Want to shoot a video but don’t have the proper equipment? As the Multimedia Coordinator for the Law School, I regularly talk to students who want to make videos to promote student organizations they are involved in, or interview people about a legal topic they are researching. I’ve also heard that professors occasionally assign creative video projects to students for extra credit.
Video is a powerful form of communication, and it’s one that could certainly come in handy in your future law practice.
While the Law Library does own a few cameras that can be used for this purpose, the Technology Learning Center ( TLC) in Boatwright has many more resources to offer.
The TLC offers three day checkouts for any staff, faculty, or student on campus (as long as you have a Richmond ID). Check out is on a first-come, first-served basis.
Video resources include:
- Digital voice recorders – saves to MP3 file with a built-in USB
- Light kits – 2 LED and 1 halogen
- Canon DSLR cameras with multiple lenses
- Canon XA20 video cameras –better quality
- Canon Vixia HFR500 video cameras – quick and easy cameras
- GoPro cameras with multiple mounts
- Microphone headsets to use for simple recording
Certain computers at the TLC have video editing programs like iMovie, Adobe Premiere, and FinalCut, and they frequently offer training sessions on these programs. And don’t forget about Lynda.com, a website with thousands of training videos that Students, Faculty, and Staff have free access to – more info about that resource HERE.

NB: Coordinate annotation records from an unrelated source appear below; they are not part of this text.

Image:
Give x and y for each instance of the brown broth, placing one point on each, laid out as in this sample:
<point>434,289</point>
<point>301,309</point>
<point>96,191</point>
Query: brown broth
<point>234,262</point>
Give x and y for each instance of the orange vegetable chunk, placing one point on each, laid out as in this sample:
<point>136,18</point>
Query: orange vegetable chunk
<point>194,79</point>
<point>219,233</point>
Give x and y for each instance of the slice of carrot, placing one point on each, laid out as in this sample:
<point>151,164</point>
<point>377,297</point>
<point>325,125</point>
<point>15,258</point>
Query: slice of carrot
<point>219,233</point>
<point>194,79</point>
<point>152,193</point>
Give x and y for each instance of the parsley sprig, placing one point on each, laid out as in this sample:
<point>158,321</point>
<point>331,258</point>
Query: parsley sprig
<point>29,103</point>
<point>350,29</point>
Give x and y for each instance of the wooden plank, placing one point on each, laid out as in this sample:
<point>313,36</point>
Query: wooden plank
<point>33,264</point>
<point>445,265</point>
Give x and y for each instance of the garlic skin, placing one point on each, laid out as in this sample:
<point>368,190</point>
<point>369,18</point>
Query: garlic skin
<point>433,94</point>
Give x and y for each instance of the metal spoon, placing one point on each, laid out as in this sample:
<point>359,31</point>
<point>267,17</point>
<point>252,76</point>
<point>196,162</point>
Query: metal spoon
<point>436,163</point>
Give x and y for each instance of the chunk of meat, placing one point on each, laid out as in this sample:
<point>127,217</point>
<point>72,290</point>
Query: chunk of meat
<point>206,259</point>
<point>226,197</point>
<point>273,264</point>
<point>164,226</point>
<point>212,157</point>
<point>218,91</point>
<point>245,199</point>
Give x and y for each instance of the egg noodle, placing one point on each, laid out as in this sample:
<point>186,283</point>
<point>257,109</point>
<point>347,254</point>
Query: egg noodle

(Note: A few of our computers here in the Law Library also have iMovie. And for audio editing, Audacity can be installed on your computer for free by visiting http://www.audacityteam.org/)
The TLC also has six Macs with Camtasia on them to create instructional videos. Several of their AV rooms have Blue Yeti microphones, and one of those rooms has two Blue Yeti microphones for recording two people at the same time – ideal for podcast production or an interview.
Who knows, maybe your video will go viral and you’ll end up with thousands of followers on Youtube, or maybe you’ll just find a way to document a topic that’s meaningful to a very small group of people (like, a few of your fellow Law students). Whatever your goal, the TLC has some great resources for audio and video production, and you should definitely check them out if you have a project in mind.